Además, aconsejamos que los pacientes fumadores que presentan halitosis dejen el hábito tabáquico tanto para mejorar el aliento como su estado de salud general.
A continuación presentamos algunos productos naturales que pueden ayudar a combatir la halitosis:
- Perejil: masticar perejil fresco puede ayudar a refrescar el aliento debido a sus propiedades antimicrobianas.
- Té verde: beber té verde puede ayudar a combatir las bacterias de la boca que causan mal olor.
- Jengibre: El jengibre fresco puede ayudar a estimular la producción de saliva, lo que puede ayudar a combatir la sequedad bucal y reducir el mal aliento.
- Yogur natural: El yogur natural sin azúcar puede ayudar a equilibrar las bacterias en la boca y reducir el mal aliento.
- Limón: Enjuagarse la boca con agua de limón puede ayudar a neutralizar los olores y refrescar el aliento.
Algunos principios farmacológicos que pueden ayudar a combatir la halitosis incluyen:
- Antisépticos bucales: enjuagues bucales que contienen ingredientes como clorhexidina, triclosán o cloruro de cetilpiridinio pueden reducir las bacterias en la boca que causan el mal aliento.

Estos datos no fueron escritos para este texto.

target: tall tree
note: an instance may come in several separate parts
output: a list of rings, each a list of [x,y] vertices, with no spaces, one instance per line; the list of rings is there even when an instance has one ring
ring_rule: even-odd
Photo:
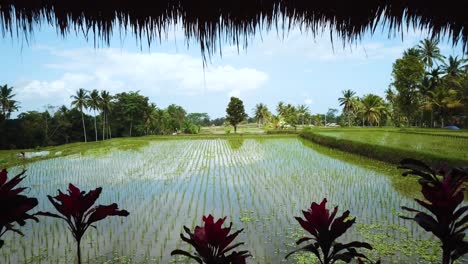
[[[255,105],[254,117],[257,119],[257,126],[260,126],[260,124],[264,125],[269,115],[270,111],[268,111],[268,107],[265,104],[259,103]]]
[[[421,60],[428,71],[432,68],[434,62],[437,63],[437,61],[442,62],[444,60],[444,56],[442,56],[437,46],[438,44],[438,40],[424,39],[421,40],[417,46]]]
[[[184,108],[179,105],[171,104],[167,107],[167,113],[170,116],[169,122],[173,130],[172,132],[181,131],[182,125],[187,116],[187,112],[184,110]]]
[[[96,136],[96,141],[98,141],[97,125],[96,125],[96,110],[100,109],[101,97],[99,96],[99,91],[94,89],[89,94],[88,106],[91,110],[94,111],[94,134]]]
[[[226,113],[226,120],[234,127],[234,133],[237,133],[237,125],[247,118],[242,100],[232,96]]]
[[[19,106],[16,100],[13,100],[13,87],[7,84],[0,86],[0,106],[2,108],[2,119],[9,119],[12,112],[17,111]]]
[[[106,90],[101,91],[101,100],[99,104],[99,108],[102,111],[102,140],[106,139],[106,130],[109,132],[111,131],[110,129],[110,124],[109,124],[109,114],[112,109],[112,96],[110,93]],[[107,125],[107,126],[106,126]],[[107,128],[107,129],[106,129]],[[110,133],[107,133],[108,138],[110,138]]]
[[[284,111],[285,111],[284,102],[282,101],[278,102],[278,105],[276,106],[276,113],[278,115],[284,115]]]
[[[449,77],[460,77],[468,69],[467,62],[468,59],[450,56],[447,62],[444,62],[442,70]]]
[[[297,112],[297,108],[294,107],[292,104],[287,104],[284,106],[284,109],[282,111],[283,113],[281,114],[281,117],[284,118],[284,121],[288,125],[293,126],[294,129],[297,129],[297,123],[299,121],[299,114]]]
[[[73,101],[71,102],[72,107],[75,107],[78,109],[81,113],[81,121],[83,123],[83,135],[84,135],[84,140],[85,142],[88,142],[86,138],[86,126],[85,126],[85,121],[84,121],[84,114],[83,114],[83,109],[86,109],[88,107],[88,91],[86,91],[83,88],[78,89],[75,95],[72,95],[71,98]]]
[[[150,128],[155,126],[157,121],[157,108],[156,104],[151,103],[150,105],[146,106],[143,110],[143,120],[145,124],[145,134],[148,135]]]
[[[304,120],[305,120],[307,113],[309,113],[309,107],[303,104],[297,106],[297,114],[301,118],[302,125],[304,125]]]
[[[392,85],[398,91],[397,106],[405,115],[407,125],[420,106],[419,88],[424,75],[424,63],[419,57],[405,54],[393,64]]]
[[[382,115],[387,113],[384,100],[378,95],[367,94],[361,102],[364,119],[369,125],[377,124],[379,126]]]
[[[136,134],[144,134],[143,111],[148,106],[148,100],[139,91],[116,94],[114,112],[116,120],[120,121],[118,129],[127,130],[130,137],[135,134],[134,128],[140,129]]]
[[[338,98],[338,102],[343,107],[343,113],[348,117],[348,126],[351,126],[351,116],[357,107],[355,100],[356,93],[349,89],[342,91],[342,93],[343,96]]]
[[[457,91],[446,85],[438,86],[434,91],[429,91],[429,95],[426,107],[438,114],[441,127],[445,126],[445,119],[449,116],[451,110],[463,107],[457,96]]]

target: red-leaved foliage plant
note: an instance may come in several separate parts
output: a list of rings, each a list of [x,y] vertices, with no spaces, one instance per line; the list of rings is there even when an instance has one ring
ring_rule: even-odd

- Desodorantes bucales: algunos enjuagues bucales contienen compuestos que neutralizan los olores, como el cloruro de zinc o el cloruro de estaño.
- Estimulantes de la saliva: medicamentos que estimulan la producción de saliva, como los chicles o pastillas con xilitol, pueden ayudar a combatir la sequedad bucal, lo que a su vez puede reducir el mal aliento.
De este modo, la halitosis puede ser tratada y controlada con algunas medidas simples, como cepillarse los dientes y la lengua regularmente, usar hilo dental, enjuague bucal y visitar al dentista periódicamente para revisiones y limpiezas. A su vez, mantenerse bien hidratado y prescindir de alimentos con olores fuertes. Si el mal aliento persiste, es importante consultar a un profesional de la salud bucal para identificar y tratar la causa subyacente.